Rabal was also scheduled to receive a Donostia Award at next month's San Sebastian International Film Festival. The Spanish Festival released a statement mourning the loss of an actor, friend and man who was "always faithful to his ideas and principles [and] will be impossible to forget."

Rabal, 75, burst onto the international scene in the 1960s thanks to director Luis Bunuel and films such as Father Nazario (Nazarin, 1958), Viridiano (1961) and Belle De Jour (1966).

In 1984 Rabal received a best actor award at Cannes for Mario Camus' The Holy Innocents (Los Santos Inocentes). More recently he was given a standing ovation when he won Spain's best actor Goya award in 1999 for his role in Carlos Saura's Goya In Bordeaux (Goya En Burdeos). He had been honored with many of Spain's most prestigious national film awards over the years.

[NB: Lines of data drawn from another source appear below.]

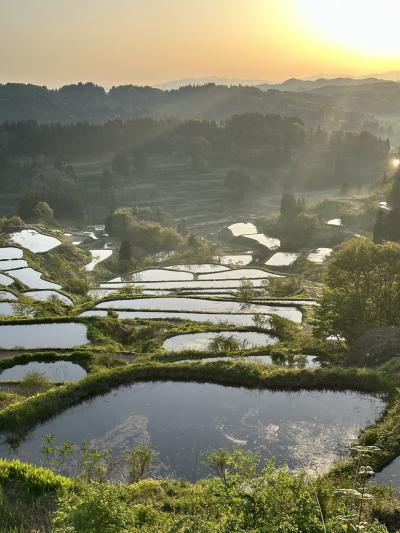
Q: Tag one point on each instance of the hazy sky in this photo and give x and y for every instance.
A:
(148, 41)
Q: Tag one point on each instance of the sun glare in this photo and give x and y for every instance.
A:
(367, 26)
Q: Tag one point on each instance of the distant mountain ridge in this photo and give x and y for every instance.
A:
(298, 85)
(341, 102)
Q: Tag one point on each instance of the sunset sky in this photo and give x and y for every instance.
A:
(111, 42)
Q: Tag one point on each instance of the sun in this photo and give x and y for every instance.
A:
(368, 26)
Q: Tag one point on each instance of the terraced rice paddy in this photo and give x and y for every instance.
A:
(34, 241)
(275, 424)
(9, 252)
(33, 279)
(282, 259)
(57, 372)
(320, 255)
(97, 257)
(44, 296)
(38, 336)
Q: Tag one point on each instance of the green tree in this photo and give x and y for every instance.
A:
(125, 251)
(362, 289)
(44, 213)
(290, 207)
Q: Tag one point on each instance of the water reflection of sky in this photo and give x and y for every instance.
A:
(183, 421)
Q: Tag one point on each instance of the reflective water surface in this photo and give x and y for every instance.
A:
(183, 421)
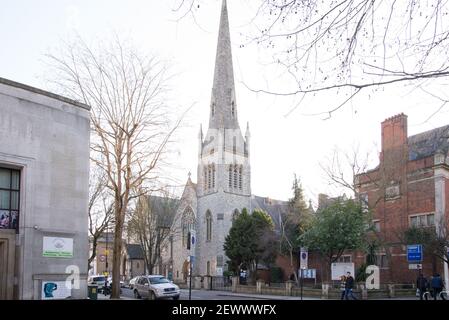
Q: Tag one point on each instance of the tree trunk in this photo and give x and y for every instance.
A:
(94, 253)
(117, 251)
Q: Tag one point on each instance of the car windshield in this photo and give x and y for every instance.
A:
(99, 279)
(158, 280)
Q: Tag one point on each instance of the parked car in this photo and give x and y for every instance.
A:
(132, 282)
(99, 280)
(122, 283)
(155, 287)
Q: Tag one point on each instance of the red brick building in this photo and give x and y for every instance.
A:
(409, 187)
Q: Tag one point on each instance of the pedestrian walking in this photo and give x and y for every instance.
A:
(349, 285)
(437, 285)
(422, 285)
(343, 286)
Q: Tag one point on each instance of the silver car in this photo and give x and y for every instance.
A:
(155, 287)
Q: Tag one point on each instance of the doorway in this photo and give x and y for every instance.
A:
(6, 264)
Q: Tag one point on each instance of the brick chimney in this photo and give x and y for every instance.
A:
(394, 139)
(394, 131)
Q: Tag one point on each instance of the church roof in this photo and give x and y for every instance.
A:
(164, 206)
(134, 251)
(275, 208)
(428, 143)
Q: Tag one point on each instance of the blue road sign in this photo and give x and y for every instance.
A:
(414, 253)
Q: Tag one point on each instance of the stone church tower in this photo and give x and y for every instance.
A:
(224, 173)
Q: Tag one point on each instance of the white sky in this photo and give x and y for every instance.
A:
(280, 145)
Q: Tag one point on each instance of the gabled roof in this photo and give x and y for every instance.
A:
(428, 143)
(275, 208)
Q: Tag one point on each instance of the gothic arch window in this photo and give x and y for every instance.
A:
(240, 177)
(188, 223)
(235, 215)
(205, 178)
(209, 177)
(208, 226)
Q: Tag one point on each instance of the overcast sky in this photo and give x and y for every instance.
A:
(282, 144)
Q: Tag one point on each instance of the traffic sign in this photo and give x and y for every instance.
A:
(308, 273)
(414, 253)
(303, 256)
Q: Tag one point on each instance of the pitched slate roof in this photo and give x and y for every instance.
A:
(275, 208)
(428, 143)
(134, 251)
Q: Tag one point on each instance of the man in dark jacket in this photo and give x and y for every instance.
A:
(349, 285)
(421, 284)
(437, 285)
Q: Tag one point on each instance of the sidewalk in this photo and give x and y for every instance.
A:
(262, 296)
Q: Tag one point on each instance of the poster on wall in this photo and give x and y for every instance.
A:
(339, 269)
(55, 290)
(56, 247)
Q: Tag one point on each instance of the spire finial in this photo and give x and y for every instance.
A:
(223, 113)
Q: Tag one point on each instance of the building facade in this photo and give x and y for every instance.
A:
(409, 187)
(223, 189)
(44, 184)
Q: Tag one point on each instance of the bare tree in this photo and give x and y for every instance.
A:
(151, 224)
(100, 212)
(131, 124)
(348, 46)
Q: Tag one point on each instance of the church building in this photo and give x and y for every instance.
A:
(223, 186)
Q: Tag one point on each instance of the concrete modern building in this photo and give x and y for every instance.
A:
(133, 263)
(44, 183)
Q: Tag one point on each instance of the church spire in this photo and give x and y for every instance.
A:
(223, 113)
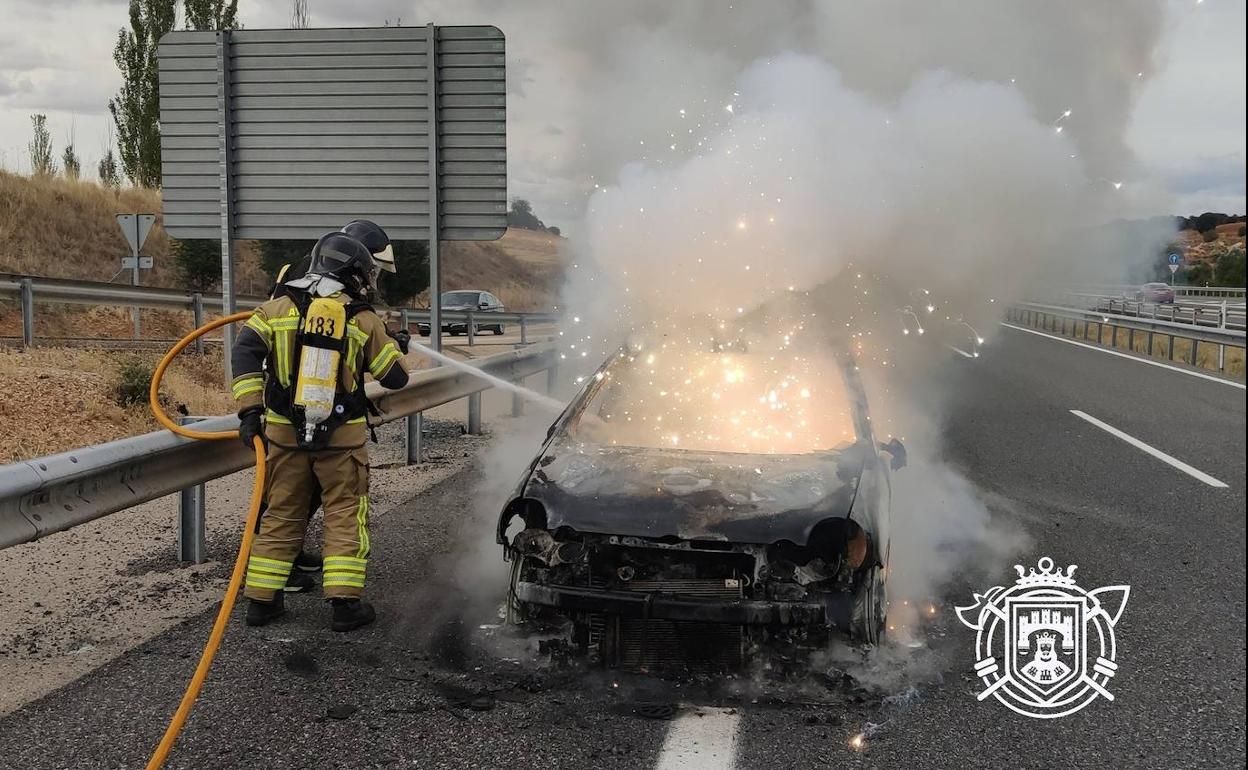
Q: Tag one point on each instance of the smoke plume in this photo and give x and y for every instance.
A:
(884, 170)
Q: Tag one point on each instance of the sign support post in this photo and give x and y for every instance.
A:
(414, 422)
(225, 162)
(135, 227)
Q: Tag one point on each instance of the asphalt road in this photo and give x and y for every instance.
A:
(428, 688)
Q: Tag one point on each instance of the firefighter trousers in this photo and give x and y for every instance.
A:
(293, 476)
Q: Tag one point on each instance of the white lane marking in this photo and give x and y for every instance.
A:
(702, 739)
(1101, 350)
(1166, 458)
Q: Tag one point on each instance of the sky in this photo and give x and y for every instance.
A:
(1187, 131)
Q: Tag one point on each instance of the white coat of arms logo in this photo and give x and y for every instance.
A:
(1046, 647)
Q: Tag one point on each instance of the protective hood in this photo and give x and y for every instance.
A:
(321, 286)
(713, 496)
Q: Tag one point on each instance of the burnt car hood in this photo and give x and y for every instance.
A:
(693, 496)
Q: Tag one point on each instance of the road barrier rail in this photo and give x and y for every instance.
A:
(54, 493)
(29, 291)
(1067, 322)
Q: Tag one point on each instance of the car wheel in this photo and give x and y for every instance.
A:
(870, 608)
(516, 612)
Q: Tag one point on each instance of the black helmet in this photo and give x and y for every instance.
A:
(375, 240)
(347, 261)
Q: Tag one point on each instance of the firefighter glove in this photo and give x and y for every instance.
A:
(403, 340)
(250, 426)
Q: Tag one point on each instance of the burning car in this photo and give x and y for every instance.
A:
(693, 509)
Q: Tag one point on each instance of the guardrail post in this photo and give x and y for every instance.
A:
(197, 316)
(474, 413)
(517, 399)
(191, 506)
(28, 312)
(414, 424)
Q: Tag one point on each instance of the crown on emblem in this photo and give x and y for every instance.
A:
(1047, 575)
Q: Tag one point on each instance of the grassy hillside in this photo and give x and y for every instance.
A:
(61, 229)
(523, 268)
(51, 226)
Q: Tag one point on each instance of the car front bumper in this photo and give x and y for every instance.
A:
(831, 610)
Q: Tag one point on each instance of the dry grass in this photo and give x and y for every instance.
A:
(1206, 352)
(55, 322)
(523, 268)
(61, 229)
(61, 398)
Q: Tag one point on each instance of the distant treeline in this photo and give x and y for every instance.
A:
(1207, 221)
(522, 216)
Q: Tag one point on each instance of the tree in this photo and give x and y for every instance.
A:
(41, 161)
(136, 107)
(1199, 273)
(197, 263)
(300, 15)
(70, 160)
(107, 170)
(211, 14)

An accomplished stage actor with film writing and directing credits to his name as well, Rabal acted in close to 200 feature films in a career spanning more than half a century. His wife of 50 years, Asuncion Balaguer, is also an actress, as is his grandson Liberto Rabal (Live Flesh).

The San Sebastian Festival says it will carry through on plans to honor Rabal in its forthcoming September edition. Rabal and wife Balaguer both appear in Mexican director Beto Gomez's El Sueno Del Caiman, which screens in the new directors competition at San Sebastian.